For all of its extravagances and new jobs to play with, the main content of the preview, a lone dungeon, was the most familiar part of the whole Dawntrail affair. Beginning in the midst of a chase along a river, the dungeon moved through much of the same motions of dungeons I’ve encountered before, and players shouldn’t expect much to be different here, though it was still an exciting mission by all accounts.

A screenshot of the dungeon I was able to play, Ihuykatumu. You begin the dungeon chasing another ship on the river.

Image: Square Enix

You are routed through a series of three boss fights, and each has their own set of mechanics that need mastery for you to survive. The first fight was pretty standard, attacking with large AoE techniques that needed to be dodged while simultaneously doing damage. The second fight featured a monster that would summon large vines from underground and risked flattening players.Without the usual ground markers telegraphing their attacks until the last minute, you had to actually size up the vines and the directions they were facing in order to avoid heavy damage or being reset if you were playing solo. The final fight featured my favorite mechanic of the entire dungeon, which was a moving tornado that also then shot out AoE techniques in a star like pattern around it, which called for precision to avoid.

I had a blast playing through it numerous times over, and its last fight was a particularly delightful, dizzying dance, making Dawntrail’s dungeons about up to snuff with the exemplary stuff you’ve come to expect from the game by now.

Elsewhere, I got to see some of 7.0’s other shiny new features, such as the overhaul of FF14’s graphics. Though I’ve never found the game to be anything short of pretty, MMOs aren’t often known for their visual fidelity, especially as far as character models and environments. But FF14 has taken some mighty big steps with 7.0, which renders Tural’s countryside with stunning vivacity. Fields are much more lush as well and even just the detail on my beautiful female Hrothgar character (also new to Dawntrail) was several notches above the models currently in the game. Fidelity isn’t usually a point of emphasis for me, but I can’t deny that FF14 has successfully glowed up, and even more changes will continue to roll out over the course of the next few years.

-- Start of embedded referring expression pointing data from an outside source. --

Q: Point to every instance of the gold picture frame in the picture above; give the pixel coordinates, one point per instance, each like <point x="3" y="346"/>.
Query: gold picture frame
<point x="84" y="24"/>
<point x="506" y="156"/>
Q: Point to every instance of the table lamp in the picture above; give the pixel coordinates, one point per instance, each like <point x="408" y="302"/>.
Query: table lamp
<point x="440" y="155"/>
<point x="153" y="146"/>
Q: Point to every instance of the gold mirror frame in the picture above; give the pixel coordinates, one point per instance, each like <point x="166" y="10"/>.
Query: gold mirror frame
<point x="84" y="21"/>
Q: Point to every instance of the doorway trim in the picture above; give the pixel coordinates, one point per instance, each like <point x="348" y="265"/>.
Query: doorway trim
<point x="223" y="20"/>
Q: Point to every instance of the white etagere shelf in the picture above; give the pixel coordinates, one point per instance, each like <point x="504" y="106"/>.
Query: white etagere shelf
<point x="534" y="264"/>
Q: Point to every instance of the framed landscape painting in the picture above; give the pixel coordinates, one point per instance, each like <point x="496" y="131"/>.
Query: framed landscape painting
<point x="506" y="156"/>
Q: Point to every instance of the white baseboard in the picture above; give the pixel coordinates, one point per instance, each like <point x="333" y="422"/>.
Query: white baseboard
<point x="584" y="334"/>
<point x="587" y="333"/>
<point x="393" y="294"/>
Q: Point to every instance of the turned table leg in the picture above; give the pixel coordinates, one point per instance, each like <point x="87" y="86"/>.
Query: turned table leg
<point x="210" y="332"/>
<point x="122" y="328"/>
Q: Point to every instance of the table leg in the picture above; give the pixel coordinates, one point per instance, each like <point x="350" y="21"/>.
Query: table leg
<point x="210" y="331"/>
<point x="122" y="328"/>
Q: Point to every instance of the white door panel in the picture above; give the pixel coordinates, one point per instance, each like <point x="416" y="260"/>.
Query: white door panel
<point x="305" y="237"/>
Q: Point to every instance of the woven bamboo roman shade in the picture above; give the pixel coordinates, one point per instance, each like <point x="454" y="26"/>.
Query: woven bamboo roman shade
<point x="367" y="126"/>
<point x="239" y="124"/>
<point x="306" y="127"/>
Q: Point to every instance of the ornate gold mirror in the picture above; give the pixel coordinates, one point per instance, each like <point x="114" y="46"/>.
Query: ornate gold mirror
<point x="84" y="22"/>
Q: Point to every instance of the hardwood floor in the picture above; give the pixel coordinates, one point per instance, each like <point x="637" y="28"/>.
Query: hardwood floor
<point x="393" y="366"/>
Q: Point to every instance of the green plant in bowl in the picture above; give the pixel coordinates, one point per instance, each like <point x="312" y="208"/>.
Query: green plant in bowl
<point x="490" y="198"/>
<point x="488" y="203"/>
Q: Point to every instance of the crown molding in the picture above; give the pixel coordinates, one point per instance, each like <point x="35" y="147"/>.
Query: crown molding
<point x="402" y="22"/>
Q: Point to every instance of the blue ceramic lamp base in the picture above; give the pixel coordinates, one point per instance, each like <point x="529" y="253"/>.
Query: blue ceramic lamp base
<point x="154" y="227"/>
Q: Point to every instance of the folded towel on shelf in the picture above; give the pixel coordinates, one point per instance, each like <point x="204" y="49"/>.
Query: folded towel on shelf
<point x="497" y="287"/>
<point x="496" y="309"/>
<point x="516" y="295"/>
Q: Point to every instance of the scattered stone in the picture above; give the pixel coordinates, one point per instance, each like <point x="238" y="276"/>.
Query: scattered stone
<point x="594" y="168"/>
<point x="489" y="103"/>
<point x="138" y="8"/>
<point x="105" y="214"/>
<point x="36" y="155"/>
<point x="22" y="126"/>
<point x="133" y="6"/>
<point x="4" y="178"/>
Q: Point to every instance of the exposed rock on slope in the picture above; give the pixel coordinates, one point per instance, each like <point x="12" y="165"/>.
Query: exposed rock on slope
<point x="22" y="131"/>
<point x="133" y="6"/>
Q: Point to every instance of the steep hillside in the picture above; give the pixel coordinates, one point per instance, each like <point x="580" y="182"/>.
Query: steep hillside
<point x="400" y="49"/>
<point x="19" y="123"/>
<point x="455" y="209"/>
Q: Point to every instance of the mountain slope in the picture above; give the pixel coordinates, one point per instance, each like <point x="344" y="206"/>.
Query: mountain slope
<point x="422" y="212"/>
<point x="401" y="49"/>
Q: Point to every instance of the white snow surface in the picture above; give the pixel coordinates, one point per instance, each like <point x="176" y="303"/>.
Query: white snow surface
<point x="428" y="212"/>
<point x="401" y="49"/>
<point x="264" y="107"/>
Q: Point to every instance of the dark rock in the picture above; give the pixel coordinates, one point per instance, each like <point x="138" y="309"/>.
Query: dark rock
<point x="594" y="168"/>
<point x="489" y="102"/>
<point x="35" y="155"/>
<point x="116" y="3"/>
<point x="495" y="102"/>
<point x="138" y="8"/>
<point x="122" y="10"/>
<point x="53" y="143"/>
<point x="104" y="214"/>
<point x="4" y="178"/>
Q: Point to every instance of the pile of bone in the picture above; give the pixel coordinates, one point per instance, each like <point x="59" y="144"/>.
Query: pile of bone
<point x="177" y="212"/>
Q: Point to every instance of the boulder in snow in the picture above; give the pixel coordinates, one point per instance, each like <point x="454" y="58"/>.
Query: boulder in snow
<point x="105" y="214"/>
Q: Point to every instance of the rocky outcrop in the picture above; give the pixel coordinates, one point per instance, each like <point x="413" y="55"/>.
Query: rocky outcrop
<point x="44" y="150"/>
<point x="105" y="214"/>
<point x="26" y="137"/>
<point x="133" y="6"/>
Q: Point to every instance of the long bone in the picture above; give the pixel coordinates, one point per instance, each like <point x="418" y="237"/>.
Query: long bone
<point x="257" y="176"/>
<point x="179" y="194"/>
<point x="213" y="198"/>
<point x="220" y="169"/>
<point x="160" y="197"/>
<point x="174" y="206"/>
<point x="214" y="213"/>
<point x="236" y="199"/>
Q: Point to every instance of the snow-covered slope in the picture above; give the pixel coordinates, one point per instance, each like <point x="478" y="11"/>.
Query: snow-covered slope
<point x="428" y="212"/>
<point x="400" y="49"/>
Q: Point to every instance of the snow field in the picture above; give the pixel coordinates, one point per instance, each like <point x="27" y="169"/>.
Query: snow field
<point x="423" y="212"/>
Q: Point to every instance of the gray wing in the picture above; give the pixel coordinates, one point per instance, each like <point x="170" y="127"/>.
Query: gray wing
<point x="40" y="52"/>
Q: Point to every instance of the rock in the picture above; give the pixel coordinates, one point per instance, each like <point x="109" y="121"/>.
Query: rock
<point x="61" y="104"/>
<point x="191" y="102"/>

All in all, Dawntrail is shaping up to be a promising expansion. Though Yoshida’s warned that it may not necessarily mark the start of FF14’s next sweeping saga, it is still a big step for the game and its team, which appears to be stepping out of its comfort zone with Tural. I will be watching it carefully, but if our conversations have illuminated anything, it’s that the team’s aware of what a big deal it’ll be to get this right. So much else about the expansion, including its intense new jobs and vibrant locale, that this team knows what it’s doing. Now all that’s left to do is see if Dawntrail successfully gives its players the best summer break ever when it arrives on July 2, 2024.

Disclaimer: This article is based on the play of an in-development build of FINAL FANTASY XIV: Dawntrail, and content in the final version is subject to change.